Or would you like to go into the homes of skill position recruits in Texas and tell them "yeah, we do the same thing everyone else in the country does, but we do it in a program with 1/2 the financial backing of the major national powerhouses"?
Yeah, it'd be great to be able to line up 5 guys that weigh 325 lbs and run like gazelles. It'd be fantastic to just blow teams off the ball and impose our will on them.
But just exactly how do you go about doing that? This isn't Texas. It isn't Alabama and it isn't Oklahoma. Hell, it isn't even Nebraska. We're the University of Missouri. Until we're considered among the national elite, we have to do things differently than they do to win.
If that means a non-traditional offense, so be it. That offense attracts scores of athletes to the school that wouldn't have given us a second thought without it. That offense is why we will have no worse than a four-star quarterback for the duration of Pinkel's tenure.
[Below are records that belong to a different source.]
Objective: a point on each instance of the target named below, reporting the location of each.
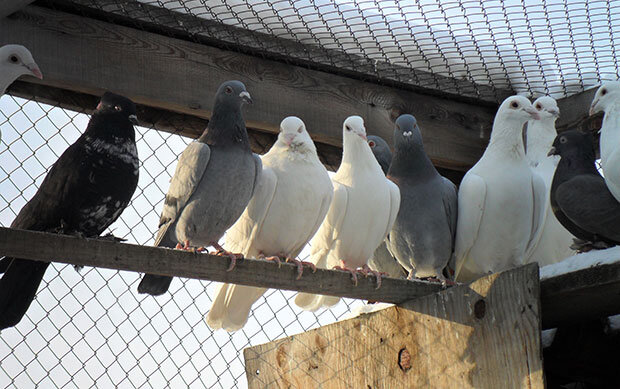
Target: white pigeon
(501, 201)
(555, 241)
(607, 99)
(15, 61)
(290, 203)
(360, 216)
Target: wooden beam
(483, 335)
(155, 260)
(89, 56)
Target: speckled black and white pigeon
(422, 238)
(84, 192)
(213, 183)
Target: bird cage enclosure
(449, 62)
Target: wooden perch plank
(112, 255)
(483, 335)
(89, 56)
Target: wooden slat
(484, 335)
(89, 56)
(106, 254)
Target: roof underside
(478, 49)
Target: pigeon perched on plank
(501, 201)
(555, 241)
(361, 214)
(84, 192)
(382, 261)
(212, 184)
(15, 61)
(580, 198)
(290, 202)
(607, 99)
(422, 238)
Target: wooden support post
(483, 335)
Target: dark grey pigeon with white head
(422, 238)
(382, 261)
(213, 183)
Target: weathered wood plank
(155, 260)
(74, 53)
(485, 335)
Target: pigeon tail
(154, 285)
(18, 287)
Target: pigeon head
(294, 135)
(353, 128)
(547, 108)
(232, 94)
(606, 95)
(117, 106)
(407, 132)
(381, 150)
(16, 61)
(573, 143)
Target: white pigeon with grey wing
(555, 241)
(290, 202)
(607, 99)
(501, 201)
(361, 214)
(16, 61)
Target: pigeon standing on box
(15, 61)
(84, 192)
(361, 214)
(580, 197)
(291, 201)
(607, 99)
(555, 241)
(213, 182)
(501, 201)
(382, 261)
(422, 238)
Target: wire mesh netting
(91, 328)
(481, 49)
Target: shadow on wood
(483, 335)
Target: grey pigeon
(579, 197)
(422, 238)
(382, 260)
(213, 183)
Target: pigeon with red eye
(16, 61)
(501, 201)
(84, 192)
(422, 237)
(213, 182)
(579, 196)
(293, 182)
(607, 99)
(555, 241)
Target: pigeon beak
(34, 70)
(133, 119)
(245, 96)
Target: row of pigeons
(394, 212)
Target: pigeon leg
(300, 266)
(233, 257)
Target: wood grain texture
(445, 340)
(177, 263)
(157, 71)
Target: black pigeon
(212, 184)
(580, 199)
(84, 192)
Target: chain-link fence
(91, 328)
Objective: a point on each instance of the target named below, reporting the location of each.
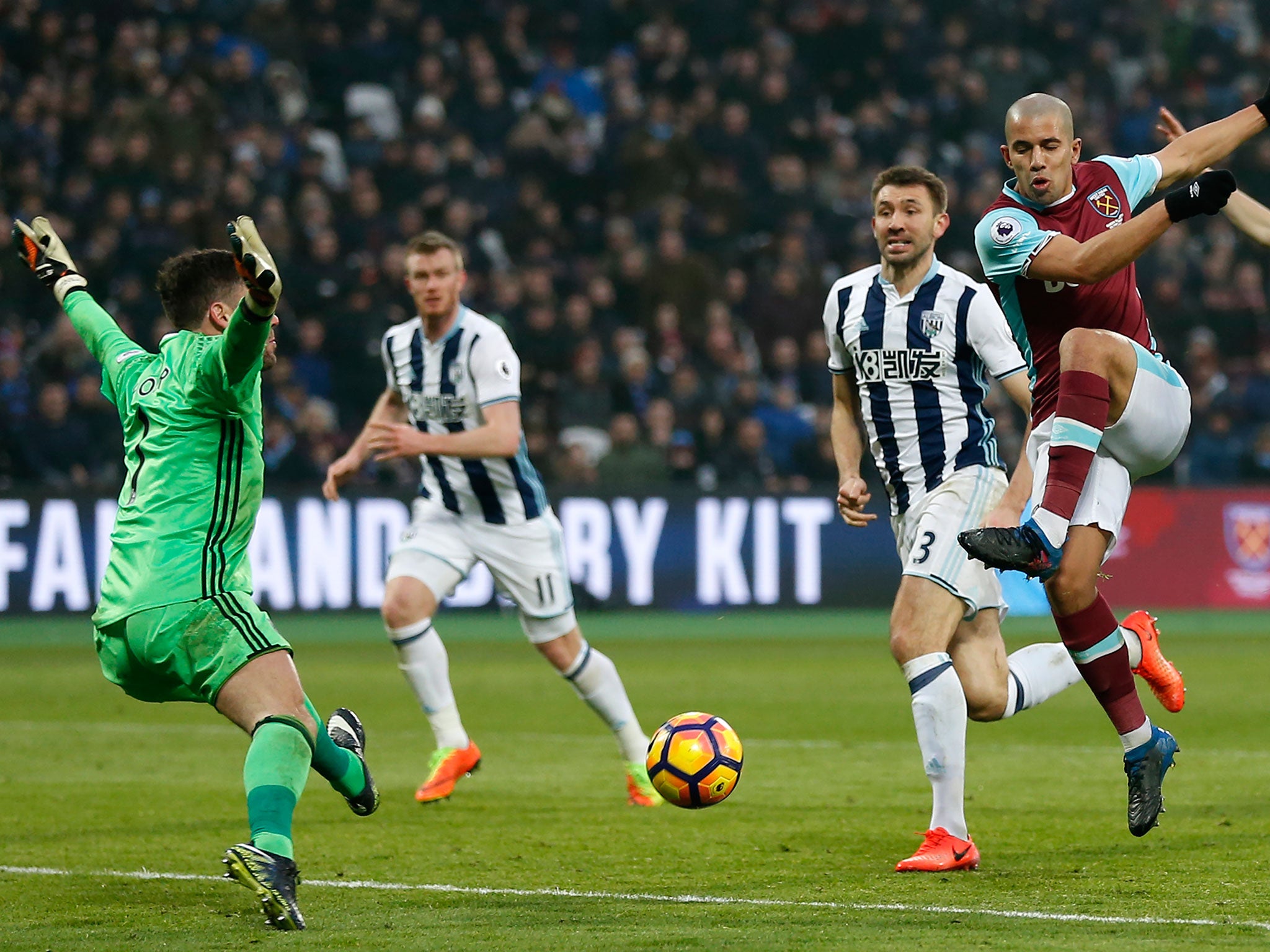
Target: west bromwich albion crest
(1105, 202)
(933, 323)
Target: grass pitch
(99, 787)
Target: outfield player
(454, 400)
(910, 343)
(1244, 213)
(1060, 244)
(175, 621)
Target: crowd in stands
(654, 198)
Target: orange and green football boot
(1162, 678)
(639, 788)
(445, 767)
(941, 852)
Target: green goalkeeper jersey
(192, 431)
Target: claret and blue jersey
(445, 386)
(1014, 230)
(921, 363)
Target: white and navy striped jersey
(445, 386)
(920, 364)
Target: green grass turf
(831, 795)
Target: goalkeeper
(175, 621)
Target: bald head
(1041, 148)
(1041, 106)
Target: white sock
(424, 659)
(595, 678)
(1054, 527)
(939, 714)
(1134, 644)
(1037, 673)
(1137, 736)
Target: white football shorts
(1148, 436)
(526, 560)
(926, 536)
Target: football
(694, 759)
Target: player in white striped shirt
(910, 345)
(454, 400)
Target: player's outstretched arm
(498, 437)
(1064, 258)
(1192, 152)
(854, 494)
(389, 410)
(1245, 213)
(1010, 511)
(42, 250)
(248, 330)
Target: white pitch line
(682, 899)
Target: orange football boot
(1162, 678)
(445, 769)
(941, 852)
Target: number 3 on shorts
(928, 541)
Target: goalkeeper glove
(41, 250)
(255, 267)
(1207, 195)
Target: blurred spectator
(630, 462)
(55, 442)
(750, 467)
(785, 427)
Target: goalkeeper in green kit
(175, 621)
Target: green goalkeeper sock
(340, 769)
(275, 774)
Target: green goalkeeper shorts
(187, 650)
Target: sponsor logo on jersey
(1105, 202)
(897, 366)
(933, 323)
(442, 408)
(1005, 229)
This offense allows us to take two-star WRs and make them some of the best TEs in the country.
Pinkel's offense is our best chance to win with the tools we have. I don't believe Yost runs it efficiently (Christensen did), but that's an execution issue more than a philosophical flaw.
Ask Texas Tech how much they enjoy that conventional offense that Tuberville brought with him. Tech has many of the same disadvantages we have. It's in a very similar situation to MU. When Leach was there, they used that offense to be greater than the sum of their parts. Now that Tuberville is there, they're an also-ran.
While I disagree with how Yost uses it - the spread offense is the right fit for this program at this time.